SLE is a severe autoimmune disease in which the body’s own immune system overreacts and attacks healthy joints and organs, resulting in inflammation, swelling, pain, disability and often in tissue destruction. Around 20% of all SLE cases appear during the first 20 years of life, with pediatric SLE usually proving more severe when compared to adult SLE where individuals experience a higher frequency of end-organ involvement, a requirement for continued immunosuppression and a higher mortality.
DLE corresponds to a chronic, photosensitive, cutaneous form of the disease that can be either localized (confined to the head and neck) or widespread (involving the entire body) and is characterized by scaly plaques with prominent follicular plugging, atrophy, depigmentation, and discoid scarring. In adults, it has been reported that the frequency of progression from DLE to SLE varies between 0 and 28%, and this progression can occur within months to decades.
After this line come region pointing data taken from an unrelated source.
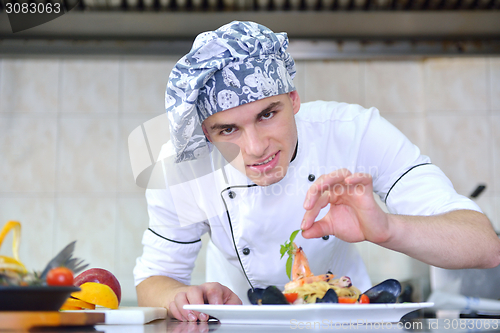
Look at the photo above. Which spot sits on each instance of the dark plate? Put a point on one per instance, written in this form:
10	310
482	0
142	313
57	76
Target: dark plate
43	298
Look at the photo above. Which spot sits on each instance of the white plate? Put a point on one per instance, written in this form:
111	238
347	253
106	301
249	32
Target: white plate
326	313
In children, DLE is a rare condition, and less than 3% of the DLE pediatric cases are developed before the age of 10. The natural history of pediatric-onset DLE is poorly understood.
It has been previously reported that children with DLE seem to have a higher early rate of progression to SLE (up to 25%) indicating that the age at onset might influence disease severity and the pattern of organ involvement. The goal of this study was to characterize in more detail pediatric DLE and determine the associated risk of progression to SLE.
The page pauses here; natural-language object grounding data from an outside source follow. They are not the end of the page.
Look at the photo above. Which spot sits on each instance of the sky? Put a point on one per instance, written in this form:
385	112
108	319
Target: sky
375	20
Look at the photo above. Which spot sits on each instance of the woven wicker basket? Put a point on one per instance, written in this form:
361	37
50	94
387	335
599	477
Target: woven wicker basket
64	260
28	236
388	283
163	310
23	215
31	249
Researchers conducted a retrospective review of 40 DLE patients diagnosed before the age of 16 years between 1995 and 2012 at the Ann and Robert H. Lurie Children’s Hospital of Chicago.
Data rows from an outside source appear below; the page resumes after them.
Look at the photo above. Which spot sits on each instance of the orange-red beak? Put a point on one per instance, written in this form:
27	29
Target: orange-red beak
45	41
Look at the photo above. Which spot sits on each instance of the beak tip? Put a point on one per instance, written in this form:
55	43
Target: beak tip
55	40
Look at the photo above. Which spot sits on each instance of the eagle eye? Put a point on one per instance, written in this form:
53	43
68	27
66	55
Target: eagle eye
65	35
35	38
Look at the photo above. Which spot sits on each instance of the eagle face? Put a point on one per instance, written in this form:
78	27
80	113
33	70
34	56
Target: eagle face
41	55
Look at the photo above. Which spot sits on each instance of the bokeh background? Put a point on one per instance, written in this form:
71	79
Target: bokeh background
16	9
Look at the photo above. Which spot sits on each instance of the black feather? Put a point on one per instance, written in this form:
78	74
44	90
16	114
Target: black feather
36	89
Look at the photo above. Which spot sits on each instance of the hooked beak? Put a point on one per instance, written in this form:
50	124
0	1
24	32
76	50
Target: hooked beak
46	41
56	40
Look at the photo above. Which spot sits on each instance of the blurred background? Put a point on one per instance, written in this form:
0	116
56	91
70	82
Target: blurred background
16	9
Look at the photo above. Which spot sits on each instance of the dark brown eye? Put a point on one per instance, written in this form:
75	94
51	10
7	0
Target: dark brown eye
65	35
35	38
The team found that of the 40 patients, 15% (six patients) had DLE as a manifestation of coexistent SLE. Of the remaining patients, 26% eventually progressed and met the 1982 SLE criteria from the American College of Rheumatology (ACR), 44% developed laboratory anomalies without meeting the criteria for SLE diagnosis, and 29% maintained skin-limited disease. The average age at progression from DLE to SLE was 11 years, with the risk becoming higher in the first year after DLE diagnosis. The majority of patients who developed SLE (89%) exhibited positive antibodies, mucocutaneous disease (like malar rash, discoid lesions, oral and nasal ulcers, photosensitivity), and/or cytopenia (reduction in the number of blood cells); none of these patients developed end-organ damage in the median follow-up period of 5 years, indicating a mild systemic disease.
The research team concluded that pediatric DLE has a significant risk of progression to SLE, although the overall systemic disease phenotype developed seems to be milder. The researchers suggest that further long-term prospective studies of pediatric DLE patients with a follow-up to adulthood are required in order to fully characterize this disease in children.